WHO'S IT FOR? If you loved Project X or The Hangover Part II you'll freak out for this film, which is definitely a step down from The Hangover and Superbad.
One of the things that makes a night out with friends great, is the flow. There never seems to be a lull. Maybe there are a few surprises along the way, but boredom never enters into the mix. 21 and Over doesn't have that flow. Sure, there are some quality, immature, amusing moments, but there are many times when I would have been happy for the night to come to and end.
Miller is the make or break character of the film. He's a hyper slacker who is our leader. The problem is that most people would be sick of him being in charge, and potentially speaking. Yes, Teller is channeling Vince Vaughn with this performance, and doing a pretty good job of it. Teller made me laugh, but he made me cringe more. The dialogue hits maybe 10 to 15 percent of the time, but with how fast Teller is talking, that's still a nice handful of chuckles.
Miller and Casey (the bland one, who already has a job lined up after graduation) head to Northern Pacific University to party with Jeff Chang. He didn't know they were coming, must prepare for his pre-med interview, where his overbearing father will be present. Here's where the film gets lazy. We can already see the full struggle of this film being a guy who needs to stand up to his father. There is also a few "No, I won't," moments. As in ... "No, we are definitely not going out!" Cut to Jeff Change drinking his ass off at a bar. There's another moment when Miller decides it would be crazy to go searching sororities for some vital information. Cut to them doing exactly that. It's almost like the movie just wants to have stupid, drunken fun, and the plot, character development, and tension keep getting in the way.

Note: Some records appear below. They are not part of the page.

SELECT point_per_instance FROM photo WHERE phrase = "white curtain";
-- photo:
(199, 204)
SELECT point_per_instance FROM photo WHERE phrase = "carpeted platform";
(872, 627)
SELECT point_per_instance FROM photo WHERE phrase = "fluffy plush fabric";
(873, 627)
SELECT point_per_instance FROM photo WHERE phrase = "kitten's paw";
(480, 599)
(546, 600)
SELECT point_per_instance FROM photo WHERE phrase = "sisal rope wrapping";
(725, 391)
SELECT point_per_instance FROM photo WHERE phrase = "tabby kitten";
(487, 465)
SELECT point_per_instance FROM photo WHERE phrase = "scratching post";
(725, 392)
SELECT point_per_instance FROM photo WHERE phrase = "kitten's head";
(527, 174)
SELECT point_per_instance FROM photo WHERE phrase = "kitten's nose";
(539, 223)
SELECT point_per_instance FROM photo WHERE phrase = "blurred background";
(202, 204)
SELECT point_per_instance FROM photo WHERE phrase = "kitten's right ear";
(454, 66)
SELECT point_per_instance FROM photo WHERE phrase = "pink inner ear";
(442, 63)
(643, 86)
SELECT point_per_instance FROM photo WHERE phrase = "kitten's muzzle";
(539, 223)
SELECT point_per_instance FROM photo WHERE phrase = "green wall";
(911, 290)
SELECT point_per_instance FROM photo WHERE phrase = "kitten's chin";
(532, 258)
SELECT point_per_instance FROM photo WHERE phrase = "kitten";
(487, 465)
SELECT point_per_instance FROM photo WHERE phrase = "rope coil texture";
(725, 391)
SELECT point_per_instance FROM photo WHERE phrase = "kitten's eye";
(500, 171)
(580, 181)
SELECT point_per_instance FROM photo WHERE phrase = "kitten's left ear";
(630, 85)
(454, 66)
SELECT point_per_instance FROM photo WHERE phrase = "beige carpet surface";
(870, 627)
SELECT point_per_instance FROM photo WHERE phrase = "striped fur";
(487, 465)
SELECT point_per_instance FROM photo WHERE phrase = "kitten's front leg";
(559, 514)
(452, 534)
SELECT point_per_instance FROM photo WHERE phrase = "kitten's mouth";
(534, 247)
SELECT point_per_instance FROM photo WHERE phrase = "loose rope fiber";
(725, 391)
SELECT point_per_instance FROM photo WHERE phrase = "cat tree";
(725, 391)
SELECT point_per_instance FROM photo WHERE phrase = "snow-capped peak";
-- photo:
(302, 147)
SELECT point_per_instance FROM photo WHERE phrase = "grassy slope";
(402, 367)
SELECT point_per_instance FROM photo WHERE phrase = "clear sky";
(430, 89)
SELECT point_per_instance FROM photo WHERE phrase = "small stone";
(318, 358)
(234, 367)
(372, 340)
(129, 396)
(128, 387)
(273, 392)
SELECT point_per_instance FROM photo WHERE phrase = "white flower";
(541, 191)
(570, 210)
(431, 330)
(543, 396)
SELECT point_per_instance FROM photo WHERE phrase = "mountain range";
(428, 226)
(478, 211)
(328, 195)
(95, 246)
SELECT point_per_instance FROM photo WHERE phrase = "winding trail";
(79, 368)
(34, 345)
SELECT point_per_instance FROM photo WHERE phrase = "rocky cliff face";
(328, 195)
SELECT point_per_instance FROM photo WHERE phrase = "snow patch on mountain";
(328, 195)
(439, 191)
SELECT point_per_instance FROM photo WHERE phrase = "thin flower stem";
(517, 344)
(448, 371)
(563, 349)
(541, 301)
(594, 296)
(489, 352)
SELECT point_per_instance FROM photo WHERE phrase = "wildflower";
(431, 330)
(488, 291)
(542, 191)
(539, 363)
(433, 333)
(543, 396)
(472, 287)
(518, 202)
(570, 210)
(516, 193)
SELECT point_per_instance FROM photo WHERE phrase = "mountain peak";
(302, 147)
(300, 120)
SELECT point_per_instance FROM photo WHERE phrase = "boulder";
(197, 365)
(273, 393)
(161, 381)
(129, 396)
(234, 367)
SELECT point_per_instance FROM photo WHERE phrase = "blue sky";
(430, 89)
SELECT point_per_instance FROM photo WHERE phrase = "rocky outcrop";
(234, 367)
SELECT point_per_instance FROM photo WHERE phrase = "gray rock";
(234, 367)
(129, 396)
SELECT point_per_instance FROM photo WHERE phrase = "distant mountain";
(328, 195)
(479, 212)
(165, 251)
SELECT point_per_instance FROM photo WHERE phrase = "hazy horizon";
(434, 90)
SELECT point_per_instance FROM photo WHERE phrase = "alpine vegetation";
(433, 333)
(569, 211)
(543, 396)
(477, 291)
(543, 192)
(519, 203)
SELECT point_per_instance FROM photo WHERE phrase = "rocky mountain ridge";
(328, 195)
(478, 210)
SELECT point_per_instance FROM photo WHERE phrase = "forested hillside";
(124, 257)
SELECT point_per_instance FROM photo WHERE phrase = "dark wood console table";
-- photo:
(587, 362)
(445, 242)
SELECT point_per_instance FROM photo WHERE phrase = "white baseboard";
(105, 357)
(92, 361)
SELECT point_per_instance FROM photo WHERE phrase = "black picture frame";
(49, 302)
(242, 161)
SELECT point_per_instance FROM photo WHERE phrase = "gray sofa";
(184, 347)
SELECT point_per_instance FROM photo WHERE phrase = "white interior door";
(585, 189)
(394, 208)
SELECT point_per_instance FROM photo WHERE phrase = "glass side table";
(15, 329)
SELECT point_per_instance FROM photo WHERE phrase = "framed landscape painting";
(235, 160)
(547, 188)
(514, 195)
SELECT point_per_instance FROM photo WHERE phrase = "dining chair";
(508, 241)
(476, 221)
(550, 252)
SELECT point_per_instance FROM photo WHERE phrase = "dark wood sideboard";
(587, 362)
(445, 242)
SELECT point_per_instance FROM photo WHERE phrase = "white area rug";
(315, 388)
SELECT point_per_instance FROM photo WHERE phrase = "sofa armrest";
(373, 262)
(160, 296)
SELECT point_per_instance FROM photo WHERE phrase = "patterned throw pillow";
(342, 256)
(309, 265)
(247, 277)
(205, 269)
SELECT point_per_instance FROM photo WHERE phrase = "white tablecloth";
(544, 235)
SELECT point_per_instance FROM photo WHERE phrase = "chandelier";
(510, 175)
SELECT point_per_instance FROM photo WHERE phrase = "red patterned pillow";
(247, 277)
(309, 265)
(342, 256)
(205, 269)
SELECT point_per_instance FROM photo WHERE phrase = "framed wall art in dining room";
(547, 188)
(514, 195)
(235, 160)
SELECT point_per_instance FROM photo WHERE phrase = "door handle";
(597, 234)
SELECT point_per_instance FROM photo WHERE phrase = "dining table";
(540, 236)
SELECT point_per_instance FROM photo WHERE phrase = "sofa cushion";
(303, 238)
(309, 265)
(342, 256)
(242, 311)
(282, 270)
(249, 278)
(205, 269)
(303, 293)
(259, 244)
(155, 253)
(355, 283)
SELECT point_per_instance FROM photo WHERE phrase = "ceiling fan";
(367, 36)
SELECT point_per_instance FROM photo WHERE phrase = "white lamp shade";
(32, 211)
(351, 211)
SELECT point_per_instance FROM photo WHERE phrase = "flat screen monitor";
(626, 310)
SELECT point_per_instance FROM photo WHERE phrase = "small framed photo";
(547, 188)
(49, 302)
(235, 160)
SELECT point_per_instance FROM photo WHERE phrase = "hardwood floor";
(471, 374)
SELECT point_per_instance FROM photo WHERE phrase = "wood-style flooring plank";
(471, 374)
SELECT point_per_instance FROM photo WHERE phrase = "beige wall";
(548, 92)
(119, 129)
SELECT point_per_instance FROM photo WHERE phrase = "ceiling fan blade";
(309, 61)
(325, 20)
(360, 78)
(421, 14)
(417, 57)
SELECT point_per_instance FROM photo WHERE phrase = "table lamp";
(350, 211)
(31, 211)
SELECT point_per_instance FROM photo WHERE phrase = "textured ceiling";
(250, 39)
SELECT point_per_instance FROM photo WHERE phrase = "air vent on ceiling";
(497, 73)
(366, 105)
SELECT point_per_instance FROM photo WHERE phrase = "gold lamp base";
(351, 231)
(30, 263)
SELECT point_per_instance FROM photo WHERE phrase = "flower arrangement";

Miller and Casey end up dragging a passed-out Jeff Chang everywhere (without ever making a Weekend at Bernie's reference), trying to get him home. They never try to sober him up any other way. Sure, there are naked girls, drinking, annoying guys, and more drinking but no real lessons to learn hear. The worst part is that Miller is a terrible friend who never takes personal responsibility, and he just keeps getting away with it. I like it when arrogant characters (even likable arrogant characters) have consequences. Miller really doesn't.
I'm happily surprised with how much I laughed at this average flick, but I definitely can't say it was fun from beginning to end. Just like Miller, the film itself seems annoyed with the idea of creating a fully interesting idea, and just wanted to party. The flow of 21 and Over doesn't make it a classic, just an OK time.